Some children may be at risk for multiple episodes of multisystem inflammatory syndrome in children (MIS-C), according to from physicians at Le Bonheur Children’s Hospital and the University of Tennessee Health Science Center (UTHSC). The article describes the case of one child with two distinct illnesses seven months apart that were both consistent with MIS-C. The report highlights the need for more guidance and better understanding of the syndrome in order to improve diagnosis and treatment of these patients.
The article was published by a group of Le Bonheur and UTHSC physicians — former Pediatric Hospital Medicine Fellow W. Caleb Hancock, MD, Infectious Disease Fellow Amanda M. Green, MD, Child Neurology Resident Sariha Moyen, MD, Pediatrics Resident Caitlin Creel, MD, Rheumatologist Kathleen P. Collins, MD, Vice Chair of Clinical Affairs and Rheumatologist Terri Finkel, MD, PhD, Hospitalist Stephen D. Pishko, MD, and Infectious Disease Specialist and UTHSC Pediatrics Residency Program Director Bindiya Bagga, MD.

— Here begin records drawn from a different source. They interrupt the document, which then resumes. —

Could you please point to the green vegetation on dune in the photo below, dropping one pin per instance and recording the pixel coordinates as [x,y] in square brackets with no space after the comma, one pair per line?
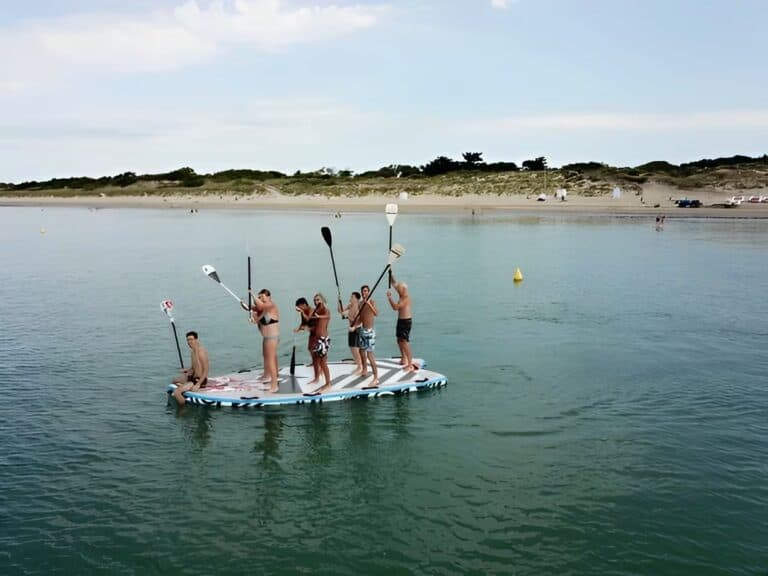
[441,176]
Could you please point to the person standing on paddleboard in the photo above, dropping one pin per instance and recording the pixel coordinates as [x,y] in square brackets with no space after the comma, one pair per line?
[367,334]
[349,312]
[322,342]
[196,376]
[266,315]
[404,323]
[307,323]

“Our patient exhibited two distinct illnesses, both of which met the clinical and laboratory case definitions of MIS-C and could not be unambiguously explained by another etiology,” said Bagga. “Our case introduces the possibility that a subset of children may be more likely to have repeat MIS-C.”
In June 2020, a child presented to Le Bonheur Children’s with primarily neurological and gastrointestinal symptoms as well as elevated inflammatory markers. A COVID-19 PCR test was negative, but the child had suspected exposure to COVID-19. When an extensive workup for alternative diagnoses was negative, a SARS-CoV-2 antibody test was positive and the viral respiratory panel was negative, physicians gave the diagnosis of MIS-C. The child improved after intravenous immune globulin (IVIG) treatment and spent 14 days inpatient. Three weeks after discharge in outpatient follow up, the child had fully recovered from all symptoms.

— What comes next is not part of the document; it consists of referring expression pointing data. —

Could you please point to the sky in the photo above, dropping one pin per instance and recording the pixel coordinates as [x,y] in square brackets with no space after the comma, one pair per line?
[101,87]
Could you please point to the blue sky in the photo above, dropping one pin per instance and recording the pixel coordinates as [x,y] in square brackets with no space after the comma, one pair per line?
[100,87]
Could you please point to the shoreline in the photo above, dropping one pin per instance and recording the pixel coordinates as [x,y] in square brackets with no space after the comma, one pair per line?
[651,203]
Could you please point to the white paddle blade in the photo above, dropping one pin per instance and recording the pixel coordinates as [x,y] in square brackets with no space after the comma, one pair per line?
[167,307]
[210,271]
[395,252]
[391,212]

In January 2021 after seven months of good health, the child presented again — this time with fever, rash, gastrointestinal symptoms, elevated inflammatory markers and dilation of the left anterior descending coronary artery. The child had no known direct exposure to COVID-19. Symptoms, findings on electrocardiogram (EKG) and transthoracic echocardiogram (TTE) and abnormal laboratory results again led to a diagnosis of MIS-C. Treatment with high-dose aspirin, IVIG and methylprednisolone was initiated and by day five, all lab results except D-dimer were normal. At a follow up with cardiology two weeks after discharge, the coronary dilation had resolved.

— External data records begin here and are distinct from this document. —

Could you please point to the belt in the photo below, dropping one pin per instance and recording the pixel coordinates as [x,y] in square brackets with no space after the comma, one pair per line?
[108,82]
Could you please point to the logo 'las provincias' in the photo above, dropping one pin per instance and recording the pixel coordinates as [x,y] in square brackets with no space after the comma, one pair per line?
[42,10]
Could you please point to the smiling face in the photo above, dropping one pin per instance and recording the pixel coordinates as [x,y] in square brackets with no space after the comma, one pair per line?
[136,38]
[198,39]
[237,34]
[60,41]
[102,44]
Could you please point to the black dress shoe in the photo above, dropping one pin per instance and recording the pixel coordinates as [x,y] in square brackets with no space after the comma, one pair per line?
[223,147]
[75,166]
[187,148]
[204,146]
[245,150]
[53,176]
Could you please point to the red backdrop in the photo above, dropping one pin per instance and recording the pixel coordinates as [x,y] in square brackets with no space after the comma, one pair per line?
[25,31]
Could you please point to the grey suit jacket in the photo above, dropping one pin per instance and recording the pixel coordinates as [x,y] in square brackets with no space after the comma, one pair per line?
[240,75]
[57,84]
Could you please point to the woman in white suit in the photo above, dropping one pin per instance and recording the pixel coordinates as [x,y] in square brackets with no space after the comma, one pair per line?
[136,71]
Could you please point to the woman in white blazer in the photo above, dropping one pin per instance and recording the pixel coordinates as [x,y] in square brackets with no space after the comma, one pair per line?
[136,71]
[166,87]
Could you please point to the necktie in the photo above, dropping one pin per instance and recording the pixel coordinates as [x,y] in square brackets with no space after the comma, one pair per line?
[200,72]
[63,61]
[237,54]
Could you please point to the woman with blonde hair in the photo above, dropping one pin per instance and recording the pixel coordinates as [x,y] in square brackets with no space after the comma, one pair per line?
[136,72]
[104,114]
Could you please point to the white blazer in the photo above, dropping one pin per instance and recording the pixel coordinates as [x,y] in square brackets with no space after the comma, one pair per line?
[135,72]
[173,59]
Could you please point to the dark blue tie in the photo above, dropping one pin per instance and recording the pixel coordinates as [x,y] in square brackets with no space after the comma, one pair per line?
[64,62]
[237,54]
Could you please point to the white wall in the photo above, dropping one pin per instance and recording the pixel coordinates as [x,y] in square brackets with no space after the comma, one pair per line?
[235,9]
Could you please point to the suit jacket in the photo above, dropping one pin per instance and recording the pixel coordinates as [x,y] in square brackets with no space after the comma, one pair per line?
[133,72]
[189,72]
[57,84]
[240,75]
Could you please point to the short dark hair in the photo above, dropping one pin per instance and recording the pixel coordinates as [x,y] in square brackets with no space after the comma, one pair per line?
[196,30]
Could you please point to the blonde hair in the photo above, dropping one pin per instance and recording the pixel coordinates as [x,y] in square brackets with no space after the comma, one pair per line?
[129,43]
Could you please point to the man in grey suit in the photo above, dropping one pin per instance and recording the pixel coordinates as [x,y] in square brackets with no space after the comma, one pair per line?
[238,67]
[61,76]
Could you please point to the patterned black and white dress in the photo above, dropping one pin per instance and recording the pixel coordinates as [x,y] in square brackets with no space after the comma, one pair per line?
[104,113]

“In the interim between illnesses, the patient returned to a usual state of good health and demonstrated resolution of laboratory abnormalities,” said Bagga. “This case is not consistent with prior reports that have described rebound MIS-C symptoms after completion of therapy — it is possible the separate illnesses were triggered by different variants of SARS-CoV-2.”
Le Bonheur physicians posit that some high risk variants of SARS-CoV-2 may be more likely to trigger MIS-C and that individuals with defects in inflammatory pathways may also be at increased risk.
“Further immunologic and virologic characterization of cases of MIS-C is warranted to improve our understanding of this entity, and we hope our case report increases awareness of the possibility that repeat MIS-C illness can occur in their patients,” said Bagga.